Since VS 11, 'Intellisense' for JavaScript is nothing short of amazing. It works, as far as I understand it, by actually running your code in a magic invisible way, instrumenting the Chakra engine to ignore I/O and cut off loops that run too long or recursion that goes too deep, and then inspecting the resulting JavaScript environment to find out what actual types were created for a given variable or expression. This makes it amazingly accurate, even when you're doing very odd things with your types. Downside is that it'll sometimes not be able to run the code that you need a completion for with its actual input types (it needs to find a code path leading to that code, which can be tricky), and thus fail to provide completions.
If you're curious about this technique, there's a very watchable video of a presentation by Jonathan Carter on this subject.
The Scriped editor is a relatively new code editor with a focus on editing JavaScript. It comes bundled with a plugin that parses your code and runs a type inference algorithm on it in order to provide completions. This is similar to the approach taken by Tern, except that its inference algorithm is very different. From a quick reading of the code, it appears to be mostly bottom-up, with a second pass that does some propagation. See also this blog post.
jsctags
is a tool that generates Ctags files
from JavaScript code. doctorjs
is a fork of jsctags
which
uses a more advanced form of abstract interpretation in its inference
algorithm.
Both projects have been more or less abandoned, and don't yield very
good results. They did influence (mostly through Patrick Walton's
doctorjsmm
experiment) the design of Tern a lot. But I've
always felt that the static, non-interactive way Ctags (or Etags)

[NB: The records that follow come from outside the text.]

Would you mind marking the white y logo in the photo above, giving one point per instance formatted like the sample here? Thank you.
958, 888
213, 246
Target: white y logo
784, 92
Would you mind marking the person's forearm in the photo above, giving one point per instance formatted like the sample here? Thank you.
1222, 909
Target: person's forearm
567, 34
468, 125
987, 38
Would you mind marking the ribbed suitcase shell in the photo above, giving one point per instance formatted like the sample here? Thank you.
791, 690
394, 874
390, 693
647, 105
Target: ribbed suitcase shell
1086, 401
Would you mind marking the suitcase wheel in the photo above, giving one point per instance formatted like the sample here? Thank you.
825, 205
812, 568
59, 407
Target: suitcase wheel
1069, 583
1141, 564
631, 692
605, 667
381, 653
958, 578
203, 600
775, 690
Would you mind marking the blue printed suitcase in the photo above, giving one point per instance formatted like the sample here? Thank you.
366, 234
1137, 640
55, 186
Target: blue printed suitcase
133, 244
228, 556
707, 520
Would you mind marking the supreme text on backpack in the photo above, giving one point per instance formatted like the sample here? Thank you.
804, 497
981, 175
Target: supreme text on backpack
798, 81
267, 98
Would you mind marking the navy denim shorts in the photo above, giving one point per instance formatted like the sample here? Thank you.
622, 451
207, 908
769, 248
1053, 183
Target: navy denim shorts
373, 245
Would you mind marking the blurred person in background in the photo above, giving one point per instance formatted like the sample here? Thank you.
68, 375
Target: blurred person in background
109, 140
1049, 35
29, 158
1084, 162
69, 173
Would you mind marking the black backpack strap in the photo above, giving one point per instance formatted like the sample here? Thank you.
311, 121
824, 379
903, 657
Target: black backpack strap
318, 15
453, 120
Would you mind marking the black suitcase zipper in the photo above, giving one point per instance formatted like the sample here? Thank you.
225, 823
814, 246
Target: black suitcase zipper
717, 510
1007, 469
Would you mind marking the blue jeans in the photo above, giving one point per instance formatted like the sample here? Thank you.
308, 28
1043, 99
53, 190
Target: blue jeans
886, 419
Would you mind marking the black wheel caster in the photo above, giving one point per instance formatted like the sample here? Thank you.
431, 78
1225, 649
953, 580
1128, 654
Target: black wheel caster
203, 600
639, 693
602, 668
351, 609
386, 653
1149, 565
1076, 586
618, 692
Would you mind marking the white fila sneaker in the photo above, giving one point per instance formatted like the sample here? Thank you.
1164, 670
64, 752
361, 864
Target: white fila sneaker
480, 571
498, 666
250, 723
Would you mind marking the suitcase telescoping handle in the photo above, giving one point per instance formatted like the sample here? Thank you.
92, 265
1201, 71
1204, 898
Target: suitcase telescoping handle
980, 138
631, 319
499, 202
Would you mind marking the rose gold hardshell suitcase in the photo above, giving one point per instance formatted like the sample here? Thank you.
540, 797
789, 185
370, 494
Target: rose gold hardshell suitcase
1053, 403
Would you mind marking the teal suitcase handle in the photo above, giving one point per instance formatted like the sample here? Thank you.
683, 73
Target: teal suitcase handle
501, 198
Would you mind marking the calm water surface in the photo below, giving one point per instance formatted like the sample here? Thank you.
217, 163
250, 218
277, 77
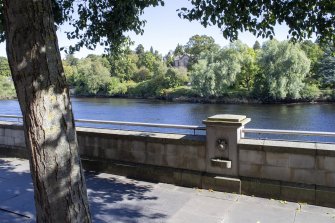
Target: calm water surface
314, 117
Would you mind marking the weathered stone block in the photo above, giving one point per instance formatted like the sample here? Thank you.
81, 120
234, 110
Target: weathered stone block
325, 196
330, 179
261, 188
298, 194
276, 173
252, 157
3, 140
110, 154
302, 161
250, 170
17, 134
2, 132
277, 159
138, 146
329, 163
19, 142
9, 141
190, 179
9, 132
225, 184
155, 148
308, 176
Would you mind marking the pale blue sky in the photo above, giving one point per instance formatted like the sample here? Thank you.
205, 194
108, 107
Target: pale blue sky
164, 30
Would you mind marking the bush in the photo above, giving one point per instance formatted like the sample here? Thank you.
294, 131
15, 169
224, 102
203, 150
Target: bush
181, 91
310, 92
7, 90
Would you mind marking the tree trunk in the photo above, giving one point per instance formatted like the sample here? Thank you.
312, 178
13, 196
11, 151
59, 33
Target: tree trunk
35, 62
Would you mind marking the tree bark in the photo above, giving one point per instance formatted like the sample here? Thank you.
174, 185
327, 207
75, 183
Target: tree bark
36, 66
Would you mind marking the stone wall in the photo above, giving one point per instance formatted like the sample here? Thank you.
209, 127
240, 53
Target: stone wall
276, 169
288, 170
158, 149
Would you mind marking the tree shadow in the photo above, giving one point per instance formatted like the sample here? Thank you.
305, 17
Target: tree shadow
17, 193
114, 200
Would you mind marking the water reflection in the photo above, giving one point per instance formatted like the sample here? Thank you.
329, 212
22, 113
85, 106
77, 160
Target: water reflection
312, 117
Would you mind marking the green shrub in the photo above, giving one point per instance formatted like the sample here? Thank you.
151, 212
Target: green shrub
310, 92
7, 90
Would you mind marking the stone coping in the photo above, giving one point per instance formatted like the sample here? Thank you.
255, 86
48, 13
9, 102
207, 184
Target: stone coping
288, 147
147, 136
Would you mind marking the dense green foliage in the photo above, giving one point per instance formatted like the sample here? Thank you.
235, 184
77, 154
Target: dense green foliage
6, 84
304, 18
274, 71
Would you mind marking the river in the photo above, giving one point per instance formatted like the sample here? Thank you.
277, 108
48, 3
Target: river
312, 117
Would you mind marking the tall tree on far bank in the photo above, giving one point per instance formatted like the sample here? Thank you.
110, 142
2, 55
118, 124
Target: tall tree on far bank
284, 67
200, 44
327, 67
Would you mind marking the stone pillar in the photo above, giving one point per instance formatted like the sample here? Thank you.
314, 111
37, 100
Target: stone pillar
222, 135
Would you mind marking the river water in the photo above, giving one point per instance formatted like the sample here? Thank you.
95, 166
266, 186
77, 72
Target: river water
313, 117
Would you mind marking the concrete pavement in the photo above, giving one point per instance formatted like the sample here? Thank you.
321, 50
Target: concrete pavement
119, 199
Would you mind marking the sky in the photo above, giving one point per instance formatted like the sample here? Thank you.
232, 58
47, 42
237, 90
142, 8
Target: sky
164, 30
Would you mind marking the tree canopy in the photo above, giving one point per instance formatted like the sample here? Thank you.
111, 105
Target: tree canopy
97, 22
304, 18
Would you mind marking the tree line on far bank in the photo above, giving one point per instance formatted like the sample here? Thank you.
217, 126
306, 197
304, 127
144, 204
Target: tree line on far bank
271, 72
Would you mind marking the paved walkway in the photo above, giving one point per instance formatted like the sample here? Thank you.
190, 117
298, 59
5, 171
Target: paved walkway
118, 199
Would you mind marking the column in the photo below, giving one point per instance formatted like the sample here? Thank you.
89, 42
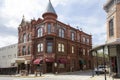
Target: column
118, 60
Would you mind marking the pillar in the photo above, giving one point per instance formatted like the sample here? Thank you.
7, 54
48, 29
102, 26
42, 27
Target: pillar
118, 60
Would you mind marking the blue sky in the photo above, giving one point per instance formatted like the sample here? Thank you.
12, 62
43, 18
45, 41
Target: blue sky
86, 14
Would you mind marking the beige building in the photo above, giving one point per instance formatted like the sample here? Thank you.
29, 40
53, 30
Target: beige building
112, 8
8, 54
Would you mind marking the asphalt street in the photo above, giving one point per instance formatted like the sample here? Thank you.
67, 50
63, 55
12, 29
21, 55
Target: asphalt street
79, 75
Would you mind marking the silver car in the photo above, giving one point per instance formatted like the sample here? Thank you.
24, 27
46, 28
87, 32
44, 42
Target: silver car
101, 69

work, which undoubtedly made sense back when they were invented, is
awkward and not really appropriate anymore. Tern uses a 'live' data
source—a process that updates it analysis as you change the
code—instead.
The inference algorithm that doctorjsmm
tries to implement is based
on the type inference subsystem of the SpiderMonkey JavaScript
engine. Tern's algorithm is also closely based on this technique
(outlined in this paper).
However, a JavaScript compiler and an editing assistance plugin have quite different goals, and thus also quite different requirements for their type inference algorithms. SpiderMonkey's compilation process has to be lightning fast, and Tern can take (a little) more time if that happens to improve results. SpiderMonkey has to be conservative, since producing incorrect information to the compiler might result in segmentation faults or exploitable bugs in the compiled code. Tern can more freely use approximations, since getting an inaccurate auto-completion doesn't usually cause disaster. And finally, SpiderMonkey's type inference can use feedback from the actual running code. Tern doesn't run the code, so it doesn't have that luxury.